Gyula (Julius) Moravcsik (Budapest, 29 January 1892 – Budapest, 10 December 1972), who usually wrote just as Gy. Moravcsik, was a Hungarian professor of Greek philology and Byzantine history who in 1967 was awarded the Pour le Mérite for Sciences and Arts.

==Scholarship==
Moravcsik explored in depth the relationship between Byzantium and the Turkic peoples, broadly defined and so including Hungarians, and this was reflected in the two volumes of Byzantinoturcica and the 1953 Bizánc és a Magyarság (Byzantium and the Magyars).

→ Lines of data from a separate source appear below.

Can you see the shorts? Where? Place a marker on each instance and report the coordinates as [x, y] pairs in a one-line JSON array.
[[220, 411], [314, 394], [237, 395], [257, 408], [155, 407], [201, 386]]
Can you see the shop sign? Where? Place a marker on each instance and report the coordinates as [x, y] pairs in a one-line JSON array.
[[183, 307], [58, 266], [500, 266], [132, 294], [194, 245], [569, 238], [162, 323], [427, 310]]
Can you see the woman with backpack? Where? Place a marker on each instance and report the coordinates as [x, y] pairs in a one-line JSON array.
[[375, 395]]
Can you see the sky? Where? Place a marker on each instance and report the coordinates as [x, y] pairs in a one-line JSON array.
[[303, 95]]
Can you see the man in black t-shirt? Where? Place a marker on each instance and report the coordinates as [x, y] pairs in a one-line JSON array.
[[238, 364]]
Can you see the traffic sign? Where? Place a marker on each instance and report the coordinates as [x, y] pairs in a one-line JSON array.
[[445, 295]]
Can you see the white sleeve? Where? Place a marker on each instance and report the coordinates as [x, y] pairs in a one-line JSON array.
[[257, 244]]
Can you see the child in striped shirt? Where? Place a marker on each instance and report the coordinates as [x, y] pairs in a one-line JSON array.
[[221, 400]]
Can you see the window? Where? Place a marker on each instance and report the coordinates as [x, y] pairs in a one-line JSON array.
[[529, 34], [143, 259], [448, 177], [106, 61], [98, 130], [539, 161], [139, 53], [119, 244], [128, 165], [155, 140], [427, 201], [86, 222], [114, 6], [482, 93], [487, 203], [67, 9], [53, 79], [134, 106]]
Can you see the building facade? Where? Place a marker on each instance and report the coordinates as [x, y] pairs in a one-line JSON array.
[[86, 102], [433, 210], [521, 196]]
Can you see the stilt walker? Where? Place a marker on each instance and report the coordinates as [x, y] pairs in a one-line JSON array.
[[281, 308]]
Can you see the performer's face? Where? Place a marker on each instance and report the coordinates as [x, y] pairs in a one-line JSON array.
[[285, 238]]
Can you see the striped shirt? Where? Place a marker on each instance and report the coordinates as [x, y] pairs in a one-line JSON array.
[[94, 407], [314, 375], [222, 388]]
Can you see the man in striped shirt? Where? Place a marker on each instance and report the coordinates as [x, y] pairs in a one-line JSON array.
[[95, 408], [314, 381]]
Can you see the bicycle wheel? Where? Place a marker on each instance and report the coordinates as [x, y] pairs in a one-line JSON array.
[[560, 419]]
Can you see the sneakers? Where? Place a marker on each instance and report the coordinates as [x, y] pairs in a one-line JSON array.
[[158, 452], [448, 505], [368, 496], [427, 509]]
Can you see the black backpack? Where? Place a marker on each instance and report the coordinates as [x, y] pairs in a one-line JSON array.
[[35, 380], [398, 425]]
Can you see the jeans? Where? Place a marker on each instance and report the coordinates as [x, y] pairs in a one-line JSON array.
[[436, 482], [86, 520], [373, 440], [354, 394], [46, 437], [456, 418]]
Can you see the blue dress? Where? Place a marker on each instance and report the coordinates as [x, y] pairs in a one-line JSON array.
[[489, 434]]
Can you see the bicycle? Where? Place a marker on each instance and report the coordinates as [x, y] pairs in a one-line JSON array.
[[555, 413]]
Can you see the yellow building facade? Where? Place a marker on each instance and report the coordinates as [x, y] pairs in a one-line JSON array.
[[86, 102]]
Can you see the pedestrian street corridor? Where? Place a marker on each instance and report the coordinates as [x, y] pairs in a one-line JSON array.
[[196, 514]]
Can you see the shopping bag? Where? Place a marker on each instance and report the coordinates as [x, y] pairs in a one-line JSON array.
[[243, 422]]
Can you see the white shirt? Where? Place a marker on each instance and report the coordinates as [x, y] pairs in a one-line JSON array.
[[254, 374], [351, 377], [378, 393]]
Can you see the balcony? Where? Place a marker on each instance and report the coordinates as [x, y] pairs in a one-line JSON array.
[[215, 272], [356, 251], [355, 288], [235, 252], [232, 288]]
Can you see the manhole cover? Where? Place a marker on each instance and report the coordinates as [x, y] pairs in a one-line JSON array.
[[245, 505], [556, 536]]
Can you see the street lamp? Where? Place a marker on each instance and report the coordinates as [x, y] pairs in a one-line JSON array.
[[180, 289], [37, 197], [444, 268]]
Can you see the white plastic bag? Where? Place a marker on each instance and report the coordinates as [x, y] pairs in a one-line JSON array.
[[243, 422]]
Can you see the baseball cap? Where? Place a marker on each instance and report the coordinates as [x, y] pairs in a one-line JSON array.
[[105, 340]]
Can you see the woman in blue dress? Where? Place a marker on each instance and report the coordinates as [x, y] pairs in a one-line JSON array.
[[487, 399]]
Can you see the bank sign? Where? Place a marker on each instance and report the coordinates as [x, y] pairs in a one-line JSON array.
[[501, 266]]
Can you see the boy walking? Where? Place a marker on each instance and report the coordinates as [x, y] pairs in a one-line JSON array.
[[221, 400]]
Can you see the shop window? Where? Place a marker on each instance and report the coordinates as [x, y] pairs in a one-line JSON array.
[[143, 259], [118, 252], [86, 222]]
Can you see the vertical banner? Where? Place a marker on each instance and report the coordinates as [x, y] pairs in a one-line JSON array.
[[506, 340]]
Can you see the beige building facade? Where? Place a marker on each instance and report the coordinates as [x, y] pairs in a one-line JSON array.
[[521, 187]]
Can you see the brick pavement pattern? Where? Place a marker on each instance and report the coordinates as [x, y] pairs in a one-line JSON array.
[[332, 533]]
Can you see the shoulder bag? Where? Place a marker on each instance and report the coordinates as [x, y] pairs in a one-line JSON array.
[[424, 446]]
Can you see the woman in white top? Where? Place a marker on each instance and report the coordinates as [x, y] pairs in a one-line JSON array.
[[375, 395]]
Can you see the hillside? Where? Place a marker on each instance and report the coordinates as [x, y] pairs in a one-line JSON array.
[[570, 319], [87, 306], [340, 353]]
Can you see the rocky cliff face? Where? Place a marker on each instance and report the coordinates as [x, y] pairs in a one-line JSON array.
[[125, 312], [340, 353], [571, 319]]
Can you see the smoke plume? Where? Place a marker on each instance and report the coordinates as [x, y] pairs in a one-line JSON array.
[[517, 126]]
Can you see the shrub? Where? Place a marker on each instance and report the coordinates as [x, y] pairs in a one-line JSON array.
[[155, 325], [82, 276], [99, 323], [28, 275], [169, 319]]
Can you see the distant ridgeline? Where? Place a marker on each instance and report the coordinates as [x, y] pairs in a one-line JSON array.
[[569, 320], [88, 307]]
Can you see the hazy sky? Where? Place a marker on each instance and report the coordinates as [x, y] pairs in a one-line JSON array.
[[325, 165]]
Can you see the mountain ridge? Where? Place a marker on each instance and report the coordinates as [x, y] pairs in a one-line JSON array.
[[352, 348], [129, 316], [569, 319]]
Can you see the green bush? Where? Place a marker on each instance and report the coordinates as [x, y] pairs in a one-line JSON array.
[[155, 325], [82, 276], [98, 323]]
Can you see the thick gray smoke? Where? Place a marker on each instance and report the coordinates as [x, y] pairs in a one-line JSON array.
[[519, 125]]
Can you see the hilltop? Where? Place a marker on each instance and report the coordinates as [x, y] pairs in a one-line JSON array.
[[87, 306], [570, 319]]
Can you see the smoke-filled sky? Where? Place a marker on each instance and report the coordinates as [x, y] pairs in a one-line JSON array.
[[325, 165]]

With R.J.H. Jenkins, he produced the critical and translated edition of Constantine VII Porphyrogenitus' De Administrando Imperio. That work was first published in Budapest, 1949, and later at Dumbarton Oaks. Moravcsik also contributed to the later Commentary, also in the Dumbarton Oaks series.

==Family==
His elder son Michael Moravcsik (1928–1989), became professor of physics at University of Oregon. His younger son, Julius Moravcsik (1931–2009), became a professor of philosophy at Stanford University. His daughter, Edith A. Moravcsik, became a professor of linguistics at the University of Wisconsin-Milwaukee. His grandson, Andrew Moravcsik, became Professor of Politics and International Affairs at Princeton University.

==Selected publications==
- Byzantinoturcica I and II, Budapest 1942 & 1943. Second edition, Berlin 1958.
- Bizánc és a Magyarság. 1953.
- Studia Byzantina. 1967.
- Moravcsik, Gyula (1967). "Constantine Porphyrogenitus: De Administrando Imperio"
- Moravcsik, Gyula (1970). "Byzantium and the Magyars"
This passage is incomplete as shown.